PacLII Home | Databases | WorldLII | Search | Feedback

High Court of Kiribati

You are here:  PacLII >> Databases >> High Court of Kiribati >> 2007 >> [2007] KIHC 152

Database Search | Name Search | Recent Decisions | Noteup | LawCite | Download | Help

Tong v Chief Justice [2007] KIHC 152; Civil Case 141 of 2007 (16 October 2007)

IN THE HIGH COURT OF KIRIBATI
CIVIL JURISDICTION
HELD AT BETIO
REPUBLIC OF KIRIBATI


High Court Civil Case 141 of 2007


Between:


Dr Harry Tong as MP for South Tarawa
Applicant


And:


Honourable Chief Justice
1st Respondent


Honourable Taomati Iuta as Speaker for Maneaba ni Maungatabu
2nd Respondent


For the Applicant: Ms Taoing Taoaba
For 2nd Respondent: Mr David Lambourne, Solicitor General


Date of Hearing: 12 October 2007


JUDGMENT


Dr Harry Tong as MP for South Tarawa on 3rd October filed an Amended Notice of Motion naming the Hon Chief Justice and the Hon Taomati Iuta as Speaker for Maneaba ni Maungatabu as respondents.

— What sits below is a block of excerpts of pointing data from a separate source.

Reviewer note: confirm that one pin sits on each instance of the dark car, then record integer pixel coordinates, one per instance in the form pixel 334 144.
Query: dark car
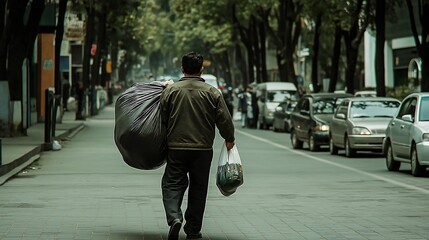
pixel 310 120
pixel 281 116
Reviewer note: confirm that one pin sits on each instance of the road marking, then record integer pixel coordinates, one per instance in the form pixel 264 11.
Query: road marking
pixel 419 189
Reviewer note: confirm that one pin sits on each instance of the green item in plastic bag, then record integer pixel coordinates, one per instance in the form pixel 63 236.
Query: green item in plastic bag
pixel 230 171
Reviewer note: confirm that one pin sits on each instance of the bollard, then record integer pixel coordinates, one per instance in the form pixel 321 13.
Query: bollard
pixel 48 118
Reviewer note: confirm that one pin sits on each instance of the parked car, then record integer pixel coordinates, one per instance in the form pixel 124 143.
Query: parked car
pixel 359 124
pixel 281 115
pixel 311 118
pixel 269 95
pixel 407 135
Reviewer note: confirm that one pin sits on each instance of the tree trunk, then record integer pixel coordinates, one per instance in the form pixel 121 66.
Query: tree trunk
pixel 262 39
pixel 424 52
pixel 6 30
pixel 95 73
pixel 351 54
pixel 315 55
pixel 256 48
pixel 84 85
pixel 379 48
pixel 58 41
pixel 241 64
pixel 335 59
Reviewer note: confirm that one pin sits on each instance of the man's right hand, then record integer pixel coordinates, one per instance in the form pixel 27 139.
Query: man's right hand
pixel 229 145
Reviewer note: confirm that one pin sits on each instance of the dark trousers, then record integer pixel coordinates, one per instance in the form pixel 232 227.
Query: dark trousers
pixel 175 181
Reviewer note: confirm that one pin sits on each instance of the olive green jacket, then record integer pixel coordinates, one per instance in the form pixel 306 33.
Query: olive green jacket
pixel 192 109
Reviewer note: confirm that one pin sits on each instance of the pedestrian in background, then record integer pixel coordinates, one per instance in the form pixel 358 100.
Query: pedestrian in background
pixel 191 109
pixel 245 107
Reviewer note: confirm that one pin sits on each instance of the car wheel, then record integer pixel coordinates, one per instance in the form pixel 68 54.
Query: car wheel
pixel 417 170
pixel 312 143
pixel 296 143
pixel 391 164
pixel 350 152
pixel 333 150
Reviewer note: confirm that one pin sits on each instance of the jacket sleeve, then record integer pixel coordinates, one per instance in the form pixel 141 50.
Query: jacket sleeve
pixel 224 121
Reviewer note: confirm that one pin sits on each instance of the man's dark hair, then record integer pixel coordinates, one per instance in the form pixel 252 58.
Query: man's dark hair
pixel 192 63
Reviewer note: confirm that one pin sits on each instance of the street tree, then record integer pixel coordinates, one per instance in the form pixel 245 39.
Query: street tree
pixel 285 30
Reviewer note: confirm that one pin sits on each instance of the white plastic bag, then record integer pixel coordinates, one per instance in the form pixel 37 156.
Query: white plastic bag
pixel 139 133
pixel 230 171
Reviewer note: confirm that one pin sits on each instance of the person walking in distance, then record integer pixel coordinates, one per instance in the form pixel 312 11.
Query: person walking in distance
pixel 191 109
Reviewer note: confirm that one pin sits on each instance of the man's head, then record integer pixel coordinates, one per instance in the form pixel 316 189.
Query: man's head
pixel 192 64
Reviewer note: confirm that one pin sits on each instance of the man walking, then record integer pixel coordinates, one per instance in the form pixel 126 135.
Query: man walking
pixel 191 109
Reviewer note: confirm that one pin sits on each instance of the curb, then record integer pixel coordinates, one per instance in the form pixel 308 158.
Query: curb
pixel 11 169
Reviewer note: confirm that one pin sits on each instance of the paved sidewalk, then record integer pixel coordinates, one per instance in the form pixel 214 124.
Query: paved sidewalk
pixel 17 153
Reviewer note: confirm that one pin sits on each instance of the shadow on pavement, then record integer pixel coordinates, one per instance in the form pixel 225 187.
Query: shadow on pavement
pixel 157 236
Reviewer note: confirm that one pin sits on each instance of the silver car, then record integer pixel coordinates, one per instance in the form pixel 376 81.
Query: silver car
pixel 359 124
pixel 407 135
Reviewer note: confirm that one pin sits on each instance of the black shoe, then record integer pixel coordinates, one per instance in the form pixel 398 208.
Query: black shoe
pixel 194 236
pixel 173 234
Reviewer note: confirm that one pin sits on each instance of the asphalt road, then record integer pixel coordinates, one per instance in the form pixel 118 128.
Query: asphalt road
pixel 86 191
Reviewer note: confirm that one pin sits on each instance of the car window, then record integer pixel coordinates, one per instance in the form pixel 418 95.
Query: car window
pixel 306 105
pixel 404 107
pixel 424 109
pixel 280 95
pixel 370 109
pixel 324 106
pixel 341 109
pixel 412 108
pixel 290 106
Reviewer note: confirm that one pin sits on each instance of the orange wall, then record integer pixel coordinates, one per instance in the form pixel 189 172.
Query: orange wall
pixel 46 65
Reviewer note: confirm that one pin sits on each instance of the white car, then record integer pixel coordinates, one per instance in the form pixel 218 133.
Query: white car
pixel 359 124
pixel 212 80
pixel 407 135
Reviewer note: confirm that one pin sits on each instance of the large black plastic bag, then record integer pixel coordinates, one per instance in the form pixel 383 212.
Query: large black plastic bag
pixel 139 133
pixel 229 172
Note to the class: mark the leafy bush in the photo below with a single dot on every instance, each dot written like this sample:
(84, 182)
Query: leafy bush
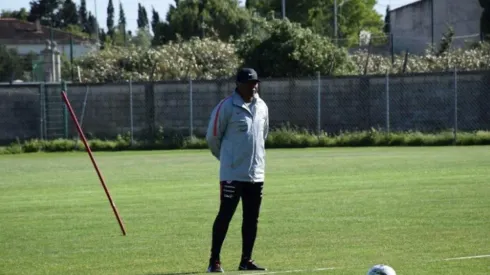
(285, 137)
(278, 48)
(476, 57)
(197, 59)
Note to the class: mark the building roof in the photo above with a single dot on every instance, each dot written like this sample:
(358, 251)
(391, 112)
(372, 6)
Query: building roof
(15, 31)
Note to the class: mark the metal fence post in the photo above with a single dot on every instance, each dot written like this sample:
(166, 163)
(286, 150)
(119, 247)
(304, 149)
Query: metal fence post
(455, 130)
(65, 111)
(131, 129)
(191, 110)
(41, 112)
(319, 104)
(388, 101)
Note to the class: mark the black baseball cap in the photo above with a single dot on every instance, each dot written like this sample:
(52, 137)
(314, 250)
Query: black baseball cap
(246, 75)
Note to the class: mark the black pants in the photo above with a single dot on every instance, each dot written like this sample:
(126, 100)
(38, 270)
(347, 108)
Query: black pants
(230, 194)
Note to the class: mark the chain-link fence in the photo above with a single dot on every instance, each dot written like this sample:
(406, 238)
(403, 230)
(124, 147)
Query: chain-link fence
(431, 102)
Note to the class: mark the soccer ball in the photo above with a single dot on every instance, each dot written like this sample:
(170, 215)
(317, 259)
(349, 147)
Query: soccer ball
(381, 269)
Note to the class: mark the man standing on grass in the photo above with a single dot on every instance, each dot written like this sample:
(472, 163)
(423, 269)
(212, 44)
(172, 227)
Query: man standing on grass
(236, 136)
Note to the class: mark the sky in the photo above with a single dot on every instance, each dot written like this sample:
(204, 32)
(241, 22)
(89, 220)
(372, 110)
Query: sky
(131, 7)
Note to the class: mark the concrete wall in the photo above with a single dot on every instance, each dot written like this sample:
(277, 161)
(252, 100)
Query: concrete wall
(411, 25)
(418, 102)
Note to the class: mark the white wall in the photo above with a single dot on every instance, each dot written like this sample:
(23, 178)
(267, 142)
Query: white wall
(78, 50)
(411, 25)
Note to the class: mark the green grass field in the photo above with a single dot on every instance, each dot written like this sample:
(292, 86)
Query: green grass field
(346, 209)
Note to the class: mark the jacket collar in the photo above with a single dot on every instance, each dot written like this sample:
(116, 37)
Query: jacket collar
(238, 100)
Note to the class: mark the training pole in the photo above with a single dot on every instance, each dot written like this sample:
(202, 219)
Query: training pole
(87, 147)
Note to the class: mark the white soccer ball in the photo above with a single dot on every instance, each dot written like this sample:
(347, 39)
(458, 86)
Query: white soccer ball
(381, 269)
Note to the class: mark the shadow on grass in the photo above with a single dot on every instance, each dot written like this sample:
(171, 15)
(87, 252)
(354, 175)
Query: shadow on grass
(178, 273)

The application is for these orders:-


  1. An order declaring that the method of voting conducted during the election of the Speaker was not by secret ballot and therefore inconsistent with the Rules of Procedure of Parliament section 6(3) and therefore was null and void.

In the Alternative


  1. An order declaring that the method of voting conducted during the selection of nominees for the Beretitenti candidacy was not by secret ballot and therefore inconsistent with section 5(2) of the Election of Beretitenti Act and therefore was null and void.
  2. An order declaring that the exemption of Dr Harry Tong and
    Dr Tetaua Taitai by the Speaker from the ballot in the third round of selection is null and void.
  3. An order to stay the election of Te Beretitenti until this matter is disposed of.

On the same day I made an Order:-


With a view to giving them an opportunity to apply to intervene in the proceedings ORDER that the other persons named in paragraph 8 of the applicant’s affidavit be served with the amended application.


The persons named in paragraph 8:-


Anote Tong

Harry Tong

Tetaua Taitai

Taaneti Mamau

Nabuti Mwemwenikarawa

Patrick Tatireta

Timon R Aneri


No one applied.


On 8th October the Chief Registrar caused a radio announcement to be made and it was made several times:-


Dr Harry Tong as MP for South Tarawa, has applied to the High Court complaining of the method of voting used in the Maneaba ni Maungatabu during the election of Speaker, the method of voting used in the Maneaba ni Maungatabu during the selection of candidates for election as Te Beretitenti and the exclusion of himself and Dr Tetaua Taitai from a ballot during that selection.


Dr Tong seeks an order to stay the election of Te Beretitenti due to be held on Wednesday 17th October until this matter is disposed of.


The Hon the Chief Justice proposes to hear the application at nine thirty next Friday morning.


All persons who wish to intervene and be heard in the matter are to notify the Chief Registrar in writing no later than 4 o’clock next Wednesday afternoon, 10th October of their interest and are to be ready to present argument to the Court next Friday, 12th October.


No formal applications were received but the Chief Registrar did have three letters, two on behalf of Boutokan te Koaua Party in opposition to the application and one from eight persons in Banraeaba complaining that no member of the Opposition had been selected as a candidate for election as Beretitenti.


When the application had been mentioned on 8th October Ms Taoaba asked that I disqualify myself from hearing it even though that would mean postponing the election until after a judge could come from overseas.


[Ms Taoaba used the word "recuse". That is an Americanism I don’t much like. "Recuse" does not appear in the sense of disqualification in the eighth edition (1990) of the Concise Oxford. By the eleventh edition (2004) it had slunk into the language but "chiefly N. American and S. African"].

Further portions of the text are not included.